Он сделал движение к ней, она к нему. Опять протянула руки.
— Не надо этого, — сказал он, — пусть не встречается ваше тело с моим.

Глава седьмая

На бал художников поехали в карете втроем — Надежда в голубом костюме маркизы и в напудренном парике, профессор Тон во фраке и Виноградов в черном домино, взятом напрокат.
— Вот где вы развернетесь вовсю, — говорил Виноградову профессор, — я только не понимаю, почему вы не придумали себе костюма пооригинальней.
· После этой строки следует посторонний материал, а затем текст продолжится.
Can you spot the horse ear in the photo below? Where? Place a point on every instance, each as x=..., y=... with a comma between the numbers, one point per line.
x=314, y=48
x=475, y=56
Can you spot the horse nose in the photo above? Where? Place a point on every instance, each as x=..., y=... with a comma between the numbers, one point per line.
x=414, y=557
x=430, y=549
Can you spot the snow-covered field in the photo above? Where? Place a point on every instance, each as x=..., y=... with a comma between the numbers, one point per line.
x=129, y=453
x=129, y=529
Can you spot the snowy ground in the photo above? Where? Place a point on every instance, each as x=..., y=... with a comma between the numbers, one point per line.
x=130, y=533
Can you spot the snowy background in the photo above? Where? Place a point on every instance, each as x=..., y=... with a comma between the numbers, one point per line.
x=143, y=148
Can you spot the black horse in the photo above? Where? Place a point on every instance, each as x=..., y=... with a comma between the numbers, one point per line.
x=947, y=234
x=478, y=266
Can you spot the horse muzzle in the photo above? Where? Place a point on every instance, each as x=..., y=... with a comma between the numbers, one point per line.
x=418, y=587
— Вы, кажется, знаете, профессор, что я не очень-то теряюсь в толпе и без маскарадного костюма. А надел я домино только для того, чтобы в моем обществе как-нибудь не узнали Надежду Аркадьевну. По правде сказать, я признаю для маскарада только один костюм, в котором было бы страшно весело, да не пустят.
— Какой же это?
— Да совсем голышом, дорогой друг.
— Хо-хо-хо! Всегда скажет что-нибудь эдакое.
— Нет, я совершенно серьезно, — настаивал Виноградов, — единственное общепринятое препятствие — чувство стыда — совершенно парализуется маской. Не все ли равно, когда никто не узнает. Зато уж равенство было бы полное, как в бане, и острота переживания, могу вас уверить, получилась бы необычайная.
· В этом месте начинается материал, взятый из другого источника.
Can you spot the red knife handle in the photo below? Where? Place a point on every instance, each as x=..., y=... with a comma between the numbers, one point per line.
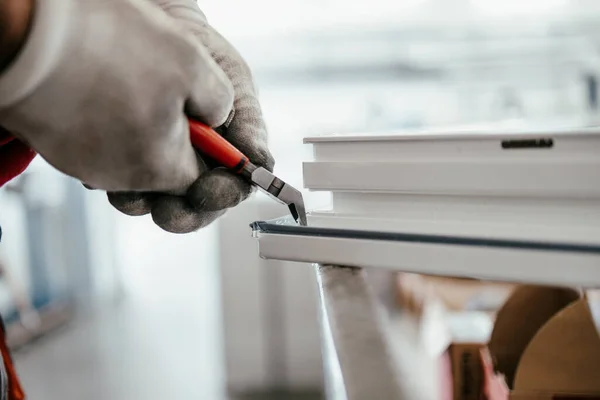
x=213, y=145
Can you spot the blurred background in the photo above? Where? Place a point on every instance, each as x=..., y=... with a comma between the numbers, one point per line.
x=101, y=306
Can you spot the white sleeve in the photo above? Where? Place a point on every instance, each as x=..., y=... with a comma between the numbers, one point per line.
x=41, y=52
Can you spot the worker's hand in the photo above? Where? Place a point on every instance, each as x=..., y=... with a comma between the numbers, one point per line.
x=217, y=189
x=101, y=89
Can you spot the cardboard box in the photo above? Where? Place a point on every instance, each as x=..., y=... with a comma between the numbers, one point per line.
x=546, y=346
x=467, y=372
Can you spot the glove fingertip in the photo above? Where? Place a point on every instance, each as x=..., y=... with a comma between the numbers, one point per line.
x=132, y=204
x=173, y=214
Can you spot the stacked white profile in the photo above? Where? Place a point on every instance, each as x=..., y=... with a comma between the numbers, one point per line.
x=519, y=205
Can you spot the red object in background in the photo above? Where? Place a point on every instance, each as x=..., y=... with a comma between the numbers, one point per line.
x=15, y=157
x=15, y=392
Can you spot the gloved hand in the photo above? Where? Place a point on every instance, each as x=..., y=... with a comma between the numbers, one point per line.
x=101, y=90
x=217, y=189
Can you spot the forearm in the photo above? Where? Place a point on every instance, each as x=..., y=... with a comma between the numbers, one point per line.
x=15, y=21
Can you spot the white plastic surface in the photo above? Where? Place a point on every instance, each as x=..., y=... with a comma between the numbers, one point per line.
x=504, y=264
x=457, y=182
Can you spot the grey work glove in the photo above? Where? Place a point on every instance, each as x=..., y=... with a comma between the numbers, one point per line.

— Хо-хо-хо! — смущенно, стесняясь дочери, смеялся профессор.
Надежда молча сидела напротив. Скользящие вспышки уличного света то округляли ее закутанное в ротонду плечо, то пестрили черное кружево маски, и были чужды и страшны без блеска узкие щелочки глаз. Это был ее первый выезд в большой маскарад, и в молчании ее Виноградов угадывал взволнованное предвкушение, обычное радостное любопытство. И ему было весело за нее.
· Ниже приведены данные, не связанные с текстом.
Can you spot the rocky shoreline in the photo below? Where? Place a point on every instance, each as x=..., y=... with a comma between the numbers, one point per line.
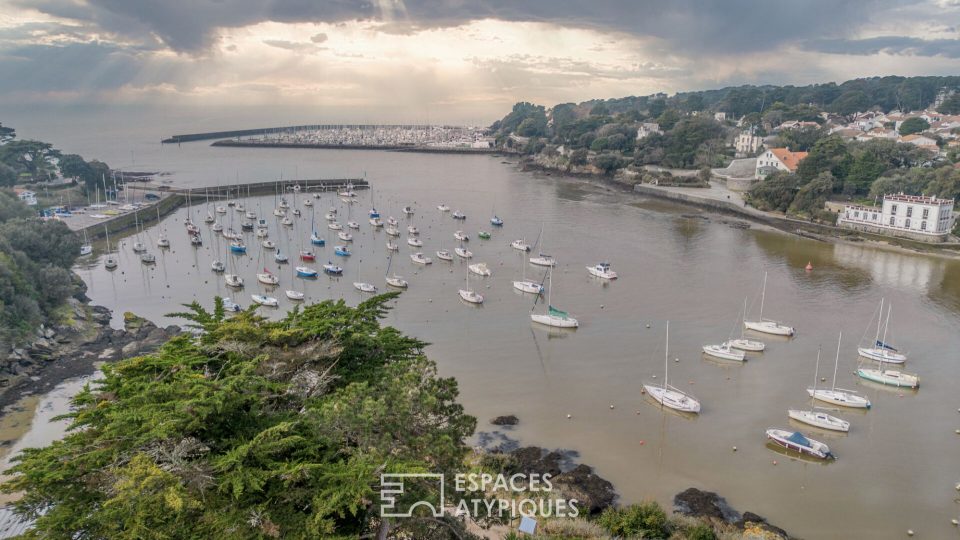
x=73, y=348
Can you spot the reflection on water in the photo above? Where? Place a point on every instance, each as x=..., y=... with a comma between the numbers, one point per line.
x=692, y=272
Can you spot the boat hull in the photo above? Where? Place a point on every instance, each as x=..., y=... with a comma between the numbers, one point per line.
x=769, y=327
x=890, y=377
Распахнулась дверца кареты, и околоточный с полосками снега вместо погон и блестящим новеньким ремнем шашки через плечо для чего-то сделал два быстрых шага вперед и назад и деревянно взмахнул рукой.
Странно поспешны были разоблачения от казенно-одинаковых шапок, капоров и пальто в неожиданные красные, синие и желтые причудливые клочки атласа, шелка и кружев. В водянистом дымчатом трепетанье электрических шаров и спокойно льющемся с потолка розоватом свете незримых лампочек, где-то вдали, за первой площадкой лестницы, плыли, смешивались, множились и исчезали в дверях зала заколдованные огнями, и ожиданием, и доверчивым обманом разноцветные фигуры мужчин и женщин. Пузыристые, точно надутые воздухом, шаровары арлекинов показывались на минутку и кружащимся вихрем музыки втягивались в зал. И уже внизу, в холодной атмосфере улицы и висящих прозаическими рядами шуб, охватывала сладостно-жуткая, блаженная одурь.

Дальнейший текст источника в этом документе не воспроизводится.